La démolition de certains bâtiments du complexe des Soeurs de l'Assomption, à Nicolet, ravive de nombreux souvenirs chez celles qui sont passées par le collège Notre-Dame-de-l'Assomption au fil des ans.

Hommage au passé

Récemment, j'ai fait un pèlerinage avec ma mère. Revoir avec elle la maison où j'ai grandi et ce village devenu si petit que je voyais jadis si grand m'a fait grand bien. Nous avons partagé bons et mauvais souvenirs. Ça vaut probablement plusieurs heures de thérapie. De pouvoir le faire avec ma mère m'a grandement aidée, je crois. Merci à elle.
Et comme je passais par Nicolet, je suis allée rôder autour du Collège. J'ai pensé à mon adolescence bien sûr, mais disons que cette fois-ci, j'ai plus pensé à toutes les soeurs qui y ont passé une très grande partie de leur vie.  
À celles qui sont parties et qui n'ont pas vu tomber ces murs un après l'autre. Heureusement d'ailleurs pour elles. C'est une telle désolation. 
À celles qui restent et qui sont témoins, bien malgré elles, de cet événement teinté d'une infinie tristesse.
De voir les trous béants laissés par deux de nos pavillons. Plus rien! La Bibliothèque au travers de laquelle la pelle mécanique a commencé sa besogne.
Et en arrière du Collège... Ouf ! Pas de mots pour exprimer les tas de débris que j'y ai vus. Tout est clôturé bien sûr, mais je me suis frayé un chemin avec ma petite Micra jusqu'à la grotte désertée elle aussi de sa statue. Même la soeur souriante et gentille, rencontrée il y a deux ans, qui prenait soin des fleurs et des plantes autour de la grotte a baissé les bras.
Puis tout au fond, le cimetière aux monuments tous égaux dans la mort.
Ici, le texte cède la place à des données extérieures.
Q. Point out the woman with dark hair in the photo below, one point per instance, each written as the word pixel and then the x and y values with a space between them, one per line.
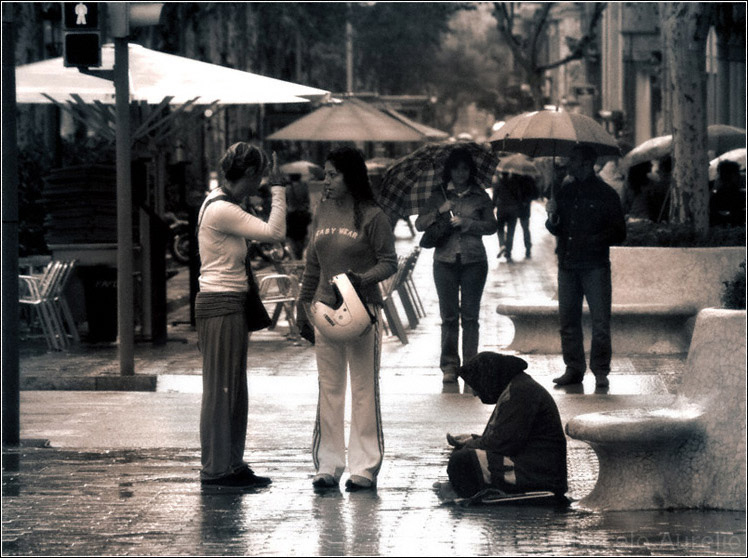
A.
pixel 223 231
pixel 351 235
pixel 460 264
C'est ce qui reste des soeurs fondatrices et de toutes celles qui ont suivi après elles.  
Toutes ces heures à prier, à aider, à enseigner, à cuisiner, à guider. Où va la foi quand tout tombe autour d'elle?
Ma mère s'est souvenue du retrait des soeurs des hôpitaux. Puis, de nos écoles. Du retrait du latin dans nos églises. Du français qui l'a remplacé! De son retrait à elle de son Église. Du changement de costume chez les religieuses. De la détresse de certaines d'entre elles de retirer le voile. 
De l'arrivée de la guitare et des applaudissements dans nos Églises. Du retrait de son père, de son Église à lui.  
De mon entrée au Collège. Je sais aujourd'hui que c'est le plus beau cadeau qu'elle m'a offert! Éducation et instruction.
Une pensée pour vous soeur Louise Lamothe, de votre sourire et de votre rigueur, pour vous soeur Lise de Grandpré, de votre sourire et de votre patience, pour vous feu soeur Régina Sauvageau (ma confidente thérapeute), pour vous soeur Thérèse de la procure, de votre sourire. Pour vous soeur Denise. Soeur Colette, soeur Rolande... Merci pour tout et bon courage dans cette épreuve.  
Je pense à nous, les élèves. Je pense à vous qui avez pris soin de nous. Je nous ai tant aimées. 
Et là maintenant, je dis adieu à mon enfance et à mon adolescence.